"An inconvenience is only an adventure wrongly considered."
-- G.K.Chesterton
Epilogue
**28 May 1999**
The unveiling of the new antiquities exhibit by the Department of Ancient History was well attended, and was turning into quite a revel. The excitement following the previous night's fund-raiser had brought the curious flocking in.
Adam Pierson, for once immaculate in a well-cut dark suit, picked up a glass from a passing tray and toasted his companions with a charming smile.
"To relic hunting."
Nigel Bailey returned the gesture hesitantly, while Sydney Fox continued to regard him as she would a vase of dubious provenance.
"A strange toast from a man who just spent the whole evening arguing against the practice."
"Ah, but without the respectable ones like you, where would the study of Antiquities be? At least your finds end up in a museum," the wiry man pointed out.
"I don't get you, Adam," Sydney said frankly. "You've got to be the most unlikely researcher I've ever seen." A sudden thought occurred to her. "You know, I looked up the inscription from the breast plate we saw. 'Me-tu-tu' is the old Akkadian symbol for 'Death'. What do you think that signifies? Was it a set of burial armor?"
Instead of responding, Adam looked abstracted and manouvered around till he was facing the door. Nigel followed his suddenly intent gaze to see a very beautiful dark haired woman make a grand entrance. She was poured into an elegant black dress, and attracted a good deal of attention when she paced stylishly in. After a cursory look around the room, her eyes lit up, and she made a beeline for Adam.
Nigel tore his attention away from the vision of pulchritude to throw an envious look at Adam Pierson. He saw the taller man's sharp features settle into what looked like⦠resignation?
"Why hello, M...Adam, darling! What a delightful surprise," the beautiful newcomer crooned, planting an extravagant kiss on the researcher's lips.

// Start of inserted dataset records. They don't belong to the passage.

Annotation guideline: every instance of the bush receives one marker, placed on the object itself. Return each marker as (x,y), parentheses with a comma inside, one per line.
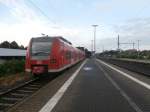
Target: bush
(12,67)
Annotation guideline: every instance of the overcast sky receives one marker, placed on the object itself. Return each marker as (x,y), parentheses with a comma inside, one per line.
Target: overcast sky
(22,19)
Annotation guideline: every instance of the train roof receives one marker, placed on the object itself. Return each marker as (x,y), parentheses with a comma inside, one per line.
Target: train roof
(12,52)
(50,38)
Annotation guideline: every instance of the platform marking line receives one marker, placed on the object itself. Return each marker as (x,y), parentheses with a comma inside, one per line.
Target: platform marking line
(129,100)
(54,100)
(127,75)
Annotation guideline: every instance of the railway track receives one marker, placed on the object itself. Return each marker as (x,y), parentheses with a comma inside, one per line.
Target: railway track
(13,96)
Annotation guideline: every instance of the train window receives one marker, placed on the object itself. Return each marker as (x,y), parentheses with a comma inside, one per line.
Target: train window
(68,55)
(41,50)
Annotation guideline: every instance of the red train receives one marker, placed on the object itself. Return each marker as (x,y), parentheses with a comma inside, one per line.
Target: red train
(51,54)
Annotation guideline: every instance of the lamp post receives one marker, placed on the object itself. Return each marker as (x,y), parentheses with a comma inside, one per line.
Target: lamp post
(94,37)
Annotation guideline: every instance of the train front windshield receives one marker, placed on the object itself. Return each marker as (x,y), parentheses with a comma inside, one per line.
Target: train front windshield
(40,49)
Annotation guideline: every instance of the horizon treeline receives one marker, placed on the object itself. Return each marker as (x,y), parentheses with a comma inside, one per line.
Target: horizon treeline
(11,45)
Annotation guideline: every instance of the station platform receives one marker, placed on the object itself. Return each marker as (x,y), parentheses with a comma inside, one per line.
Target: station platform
(91,91)
(95,88)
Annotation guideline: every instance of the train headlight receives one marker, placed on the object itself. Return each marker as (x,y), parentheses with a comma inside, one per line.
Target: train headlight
(52,60)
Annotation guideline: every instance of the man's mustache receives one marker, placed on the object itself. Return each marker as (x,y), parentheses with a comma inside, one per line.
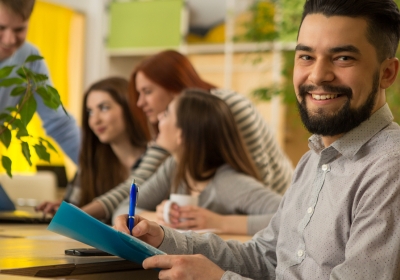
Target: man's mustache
(340,90)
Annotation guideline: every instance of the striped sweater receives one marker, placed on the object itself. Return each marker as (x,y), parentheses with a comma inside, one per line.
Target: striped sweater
(274,167)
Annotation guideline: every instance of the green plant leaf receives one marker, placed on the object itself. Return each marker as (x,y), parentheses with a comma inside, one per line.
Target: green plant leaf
(33,58)
(4,116)
(18,91)
(11,109)
(56,97)
(22,131)
(40,77)
(25,72)
(6,162)
(5,71)
(42,91)
(5,137)
(49,145)
(42,153)
(11,82)
(26,152)
(28,110)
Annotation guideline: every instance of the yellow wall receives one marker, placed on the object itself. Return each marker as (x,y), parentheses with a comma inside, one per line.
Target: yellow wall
(50,31)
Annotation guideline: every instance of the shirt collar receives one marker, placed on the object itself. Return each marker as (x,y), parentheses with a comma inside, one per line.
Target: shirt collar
(350,143)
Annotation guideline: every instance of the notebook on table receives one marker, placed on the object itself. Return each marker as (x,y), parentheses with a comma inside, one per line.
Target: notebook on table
(10,214)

"Amanda," he acknowledged, with a slight smile.
"Madam?" Sydney repeated, quizzically.
"An old joke," Methos explained smoothly. "You know, 'Madam, I'm Adam'?"
"Well, aren't you going to introduce me?" Amanda said brightly.

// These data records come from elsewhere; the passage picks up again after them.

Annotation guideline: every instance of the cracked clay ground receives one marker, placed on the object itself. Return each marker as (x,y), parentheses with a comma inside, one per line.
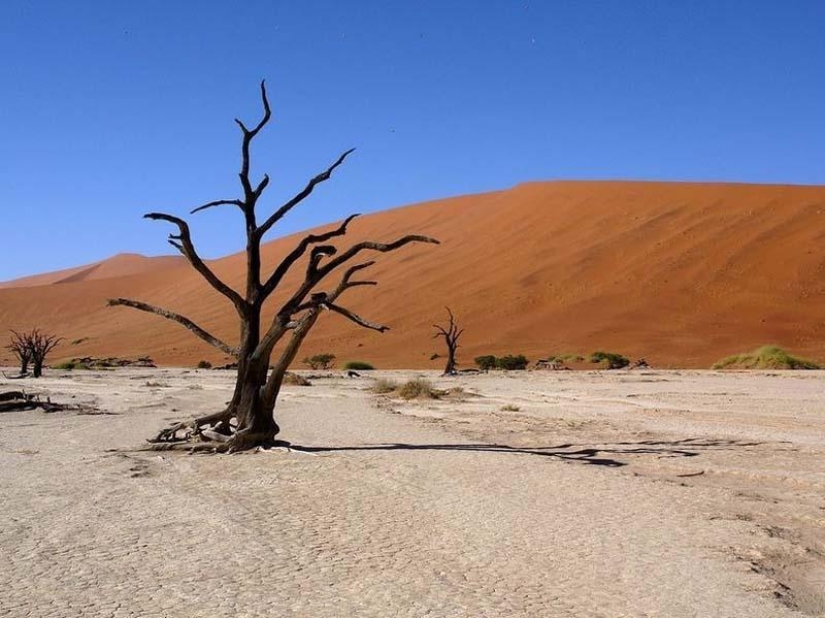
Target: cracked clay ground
(609,495)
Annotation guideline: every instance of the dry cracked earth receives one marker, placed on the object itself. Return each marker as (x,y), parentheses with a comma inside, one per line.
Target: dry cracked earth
(604,494)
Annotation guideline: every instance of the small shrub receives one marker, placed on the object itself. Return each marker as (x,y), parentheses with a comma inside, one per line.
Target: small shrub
(566,358)
(384,386)
(766,357)
(72,365)
(610,359)
(319,361)
(511,363)
(293,379)
(486,362)
(358,366)
(418,389)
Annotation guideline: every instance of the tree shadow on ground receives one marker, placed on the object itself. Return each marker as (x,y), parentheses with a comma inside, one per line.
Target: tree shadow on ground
(602,455)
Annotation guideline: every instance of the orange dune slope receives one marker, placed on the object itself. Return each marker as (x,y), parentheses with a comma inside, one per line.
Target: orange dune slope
(121,265)
(678,273)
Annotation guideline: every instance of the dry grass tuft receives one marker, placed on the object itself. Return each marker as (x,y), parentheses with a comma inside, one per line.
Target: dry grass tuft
(766,357)
(293,379)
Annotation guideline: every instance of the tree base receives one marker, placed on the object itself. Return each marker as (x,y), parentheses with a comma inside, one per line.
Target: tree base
(214,434)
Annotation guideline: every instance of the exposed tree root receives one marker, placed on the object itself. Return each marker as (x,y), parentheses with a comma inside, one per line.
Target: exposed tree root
(216,433)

"Dr.Sydney Fox, Nigel Bailey, meet Amanda..."
"Montrose," Amanda finished smoothly. "I deal in antiquities. Adam and I are old friends, though it has been a long time since we last met."
"Not nearly long enough for me," Nigel heard Pierson mutter into his glass as he drained it.
"Adam has been highly recommended to us as an expert on artefacts of the Bronze Age," Sydney said.
"Really? I'm quite well acquainted with a five thousand year old relic or two myself," Amanda said with a sly look at 'Adam Pierson', slipping a possessive hand into the crook of his arm.
Methos carefully and deliberately replaced his empty glass on the tray carried by a passing waiter. Then he smiled sweetly down at Amanda.
"Lovely to see you again, dear Amanda. We must get together and catch up. Perhaps later tonight?"
"Oh, but Adam, I really do need to speak to you on a matter of the greatest urgency." She batted her eyelashes flirtatiously at him, prompting another wave of envy from an admiring Nigel.
"Then why don't we leave, and discuss it in privacy?" he suggested, putting his hand over hers, where it lay on his sleeve. "Will you excuse us, Sydney, Nigel?"
They agreed politely, though Nigel made a stammering attempt get them to stay on for a while.
"Some other time, Nigel. Coming, darling?" Adam asked, his firm grip giving Amanda no choice but to accompany him out of the ballroom. Once out of the building he let her go, and walked straight toward his car, leaving Amanda to chase after his long-legged stride.
"Methos!" she called after his retreating back.
"Whatever it is, I'm not doing it, Amanda."
"Methos, will you just listen to me for a minute?"
"Save your breath. I'm not getting involved in one of your schemes again. How the hell did you know where to find me, anyway?"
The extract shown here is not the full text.